What happened when you turned on the compiler optimization?
(beyond the scope of 106B, this is a computer architecture question) Why does the runtime explode when the input size hits 1M?

Our HashMap is faster than std::unordered_map! That's certainly unexpected. There are many more HashMap implementations which can perform faster than our HashMap. Check out this link.

Submitting the Checkpoint

For the checkpoint, you should submit Milestones 1 and 3 in two files: hashmap.cpp and short_answer.txt. If you worked with a partner, please have one partner submit the assignment. There will be a place on Paperless for you to enter in the other partner's SUNet ID so that you both get credit.

Submitting the Final Project

When you're finished, submit three files: hashmap.cpp, hashmap.h, and short_answer.txt on Paperless! Follow the same instructions for partner work as above.

And finally... Good luck! :)

Extensions: Creating a Fully STL-Compliant HashMap

All of these are optional. Some may require supplemental material or additional reading.

Implement try_emplace

The insert member function creates many unnecessary copies. At the function call, it first creates a temporary copy of the key and the mapped value, then it creates a temporary pair containing that key and the mapped value. Inside the insert function, it creates a copy of this pair (since it's passed by const l-value reference), and then it assigns the value_type in a node to be a copy of this pair.

You've solved a similar problem when learning about move semantics. There is a more advanced move semantics problem called perfect forwarding, which uses a combination of variadic templates, r-values, and a new function std::forward.

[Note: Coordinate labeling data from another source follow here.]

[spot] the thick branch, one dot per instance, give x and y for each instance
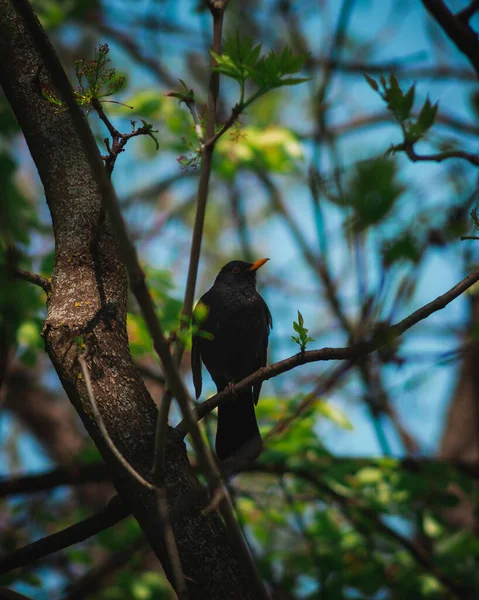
(34, 278)
(89, 297)
(352, 353)
(71, 475)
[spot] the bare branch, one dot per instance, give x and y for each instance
(70, 475)
(440, 156)
(351, 353)
(456, 29)
(114, 512)
(93, 580)
(466, 13)
(103, 429)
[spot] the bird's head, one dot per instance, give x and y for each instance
(240, 272)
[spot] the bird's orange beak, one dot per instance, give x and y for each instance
(259, 263)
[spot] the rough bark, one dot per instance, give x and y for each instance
(460, 440)
(88, 299)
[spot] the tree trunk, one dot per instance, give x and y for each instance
(89, 299)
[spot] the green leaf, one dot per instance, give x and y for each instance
(427, 116)
(372, 192)
(334, 414)
(372, 82)
(403, 248)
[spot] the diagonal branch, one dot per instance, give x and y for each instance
(69, 475)
(114, 512)
(351, 353)
(458, 30)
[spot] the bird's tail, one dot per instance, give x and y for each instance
(237, 427)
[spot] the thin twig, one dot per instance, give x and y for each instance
(34, 278)
(99, 419)
(351, 504)
(351, 353)
(440, 156)
(466, 13)
(170, 542)
(114, 512)
(68, 475)
(94, 580)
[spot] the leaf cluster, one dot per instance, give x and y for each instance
(400, 103)
(302, 339)
(242, 61)
(95, 79)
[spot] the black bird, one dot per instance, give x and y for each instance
(239, 322)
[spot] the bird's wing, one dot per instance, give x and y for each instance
(263, 354)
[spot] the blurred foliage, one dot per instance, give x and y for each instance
(322, 524)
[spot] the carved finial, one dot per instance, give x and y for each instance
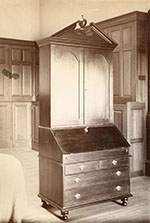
(82, 22)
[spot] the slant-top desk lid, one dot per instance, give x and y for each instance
(86, 139)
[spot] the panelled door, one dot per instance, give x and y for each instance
(80, 91)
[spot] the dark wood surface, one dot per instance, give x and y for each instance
(97, 138)
(137, 210)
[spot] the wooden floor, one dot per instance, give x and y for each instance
(137, 211)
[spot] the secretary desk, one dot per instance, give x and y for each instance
(83, 157)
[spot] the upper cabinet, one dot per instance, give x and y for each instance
(130, 56)
(17, 70)
(76, 77)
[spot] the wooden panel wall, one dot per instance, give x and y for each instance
(5, 127)
(22, 124)
(35, 125)
(16, 94)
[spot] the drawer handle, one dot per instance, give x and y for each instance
(76, 180)
(118, 173)
(114, 162)
(118, 188)
(77, 196)
(82, 167)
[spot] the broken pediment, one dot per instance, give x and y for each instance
(80, 34)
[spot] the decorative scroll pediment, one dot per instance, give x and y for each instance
(79, 33)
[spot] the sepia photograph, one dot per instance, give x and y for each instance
(75, 111)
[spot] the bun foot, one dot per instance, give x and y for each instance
(124, 201)
(64, 215)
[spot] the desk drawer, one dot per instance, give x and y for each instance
(95, 193)
(113, 163)
(95, 177)
(81, 167)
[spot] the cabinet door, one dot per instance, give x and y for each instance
(97, 87)
(124, 62)
(66, 86)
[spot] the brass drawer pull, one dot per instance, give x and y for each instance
(114, 162)
(82, 167)
(77, 196)
(118, 173)
(76, 180)
(118, 188)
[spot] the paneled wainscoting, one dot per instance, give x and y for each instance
(137, 211)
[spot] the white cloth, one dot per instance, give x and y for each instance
(13, 202)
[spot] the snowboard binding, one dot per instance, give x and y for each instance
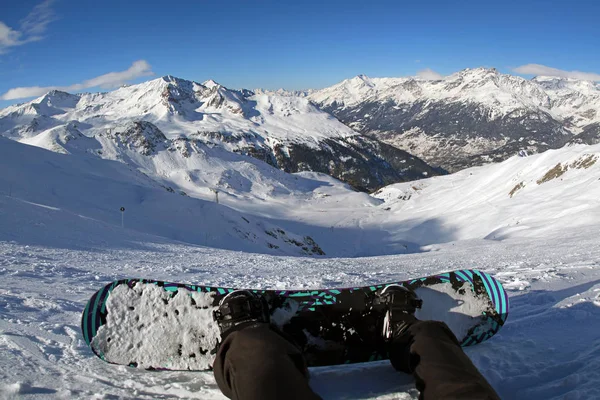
(401, 304)
(241, 307)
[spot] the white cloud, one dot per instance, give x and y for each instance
(429, 75)
(107, 81)
(538, 69)
(32, 27)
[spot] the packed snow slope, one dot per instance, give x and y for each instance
(549, 348)
(530, 221)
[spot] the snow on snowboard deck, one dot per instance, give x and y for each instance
(169, 326)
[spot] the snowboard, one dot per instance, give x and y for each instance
(169, 326)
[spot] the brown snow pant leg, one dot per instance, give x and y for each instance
(256, 363)
(442, 370)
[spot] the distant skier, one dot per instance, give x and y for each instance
(258, 361)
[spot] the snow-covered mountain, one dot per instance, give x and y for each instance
(469, 118)
(287, 132)
(530, 221)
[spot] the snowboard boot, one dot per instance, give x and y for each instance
(240, 309)
(400, 303)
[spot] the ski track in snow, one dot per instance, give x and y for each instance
(549, 348)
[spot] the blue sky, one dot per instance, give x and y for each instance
(289, 44)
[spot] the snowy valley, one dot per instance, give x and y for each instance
(223, 187)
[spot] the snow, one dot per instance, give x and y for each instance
(163, 325)
(501, 94)
(526, 221)
(178, 108)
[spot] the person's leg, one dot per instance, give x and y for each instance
(430, 351)
(255, 362)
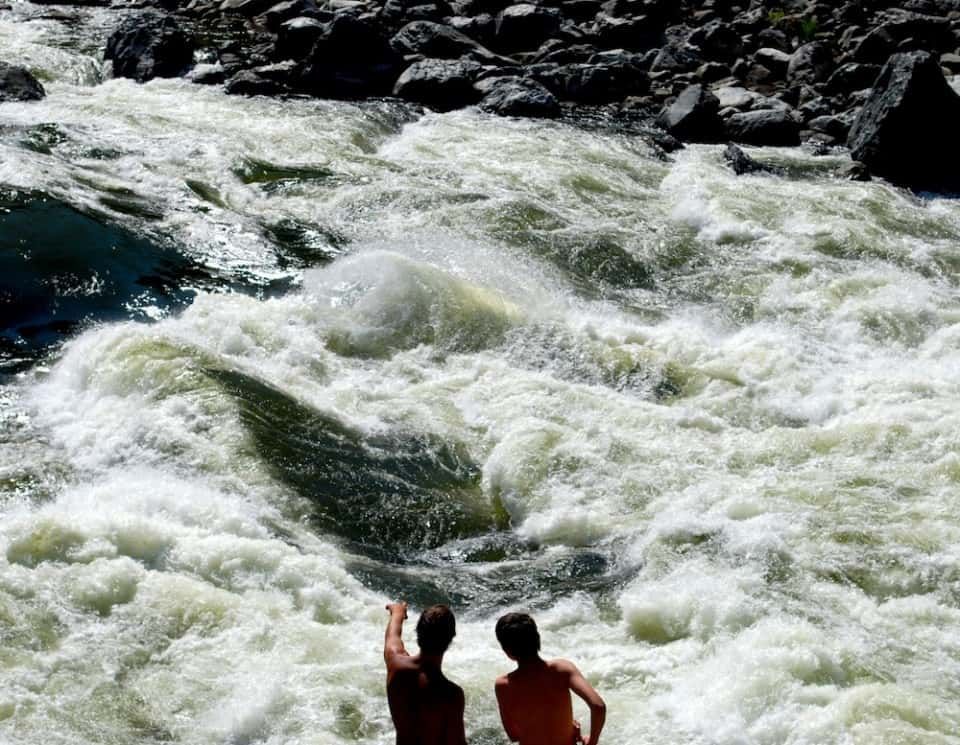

Read about emplacement here, and then implement the member function try_emplace that the std::unordered_map has.

Implement a LinkedHashMap

If you were disappointed that you did not get to implement your own iterator class, you should try creating a more advanced iterator class! Instead of iterating through the elements in the order they are stored in the HashMap (i.e. unordered), you should iterate in the order of insertion. This is a tricky linked list problem, as there are two linked lists - one for the buckets, and one to keep track of order insertion. Java has a LinkedHashMap data structure that C++ does not have. Implement one!

Automatic Rehashing

You should have realized in the benchmark tests that one main drawback of our current HashMap is that it does not automatically resize. Implement that feature in your HashMap! Experiment with what kind of rehash policy works best on a variety of workloads.

Make the HashMap more perfect

Implement any features our HashMap is missing. Check out the std::unordered_map page for more ideas!

Implement (ordered) map

Implement the same interface, but backed by a binary search tree instead! To make iterator traversal easier, add a "parent" pointer to each node in addition to the "left" and "right" children.

Implement your own containers

In the past we've had students implement Kd-trees, Gap Buffers, and Merkle Trees. Find one you really like, implement it, and add some iterator support!